Democrats in Midwest states eye Edwards appeal
Democrats looking to win over battleground states in the November 2008 election can kiss some key Midwestern voters goodbye if they put current front runner Sen. Hillary Clinton at the top of the presidential ticket, a group of elected leaders from Missouri, Texas, Indiana and elsewhere said on Friday.
A better choice, they say, is former North Carolina senator and second-time presidential hopeful John Edwards.
In a conference call aimed at touting his appeal, Edwards’ campaign rounded up officials from Missouri, Texas, North Dakota, Indiana, Oregon and Maine who said he held enough appeal with low-income and middle-class families to give Democrats not only the White House, but advantages in gubernatorial and state legislative races next year.
“We think he stands up for ordinary folks,” said North Dakota Agriculture Commission Roger Johnson. “He is one of us.” (The state last voted for a Democratic president in 1964 but has had an all-Democratic congressional delegation for more than a decade.)
Calling themselves part of Edwards’ “true blue majority,” Edwards’ supporters said his focus on health care, poverty, middle-class wage stagnation, and restoring America’s reputation internationally appealed to mainstream voters.

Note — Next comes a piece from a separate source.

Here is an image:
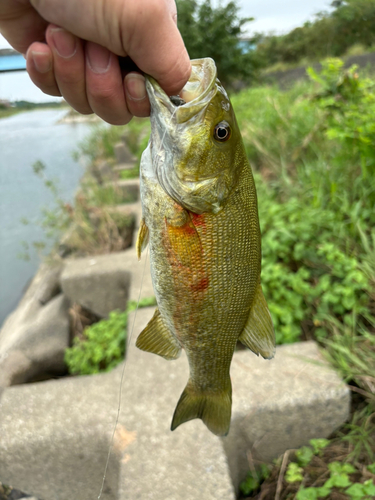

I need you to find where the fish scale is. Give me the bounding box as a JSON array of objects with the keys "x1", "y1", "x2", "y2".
[{"x1": 137, "y1": 59, "x2": 275, "y2": 435}]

Clinton, the leading Democratic candidate, according to national polls, was too divisive with too many voters, the state leaders said.
“If Hillary comes to a state like Missouri we can write it off,” said Missouri House minority whip Connie Johnson, who said Democrats were “hanging on by a thread” to a slim majority in Missouri’s state house. “Mr. Edwards is the only way Democrats can regain the White House… particularly in a state like Missouri.”
Indeed, recent polling data has showed Edwards doing as well or better than Clinton in Missouri, Ohio and elsewhere. Her campaign did not respond to a request for comment.
A late September SurveyUSA poll in Missouri had Edwards besting Republican front runner Rudy Giuliani 47 percent to 42 percent, and beating Republican contender Mitt Romney 56 percent to 32 percent. Clinton, meanwhile, in the same poll, garnered 45 percent against Giuliani’s 48 percent, and 51 percent over 40 percent for Romney.
Ohio polling data from mid-October showed Clinton over the former New York mayor 46 to 40 percent, while Edwards beat Giuliani by a wider margin of 46-36 percent.
And though Edwards has trailed Clinton and Sen. Barack Obama of Illinois in national polls, he also was doing well in the key Iowa battleground. A recent Des Moines Register poll put Clinton’s favor with voters at 29 percent, Edwards at 23 percent and Obama at 22 percent.
When Edwards’ campaign was asked why he couldn’t seal the deal in 2004, they said they didn’t want to “get into second guessing” the strategy then, but said the Edwards ground game for 2008 would be key.
In Iowa, for example, Edwards has been in 91 of 99 counties meeting with voters. “He is the strongest candidate out there,” said Edwards’ deputy campaign manager Jonathan Prince.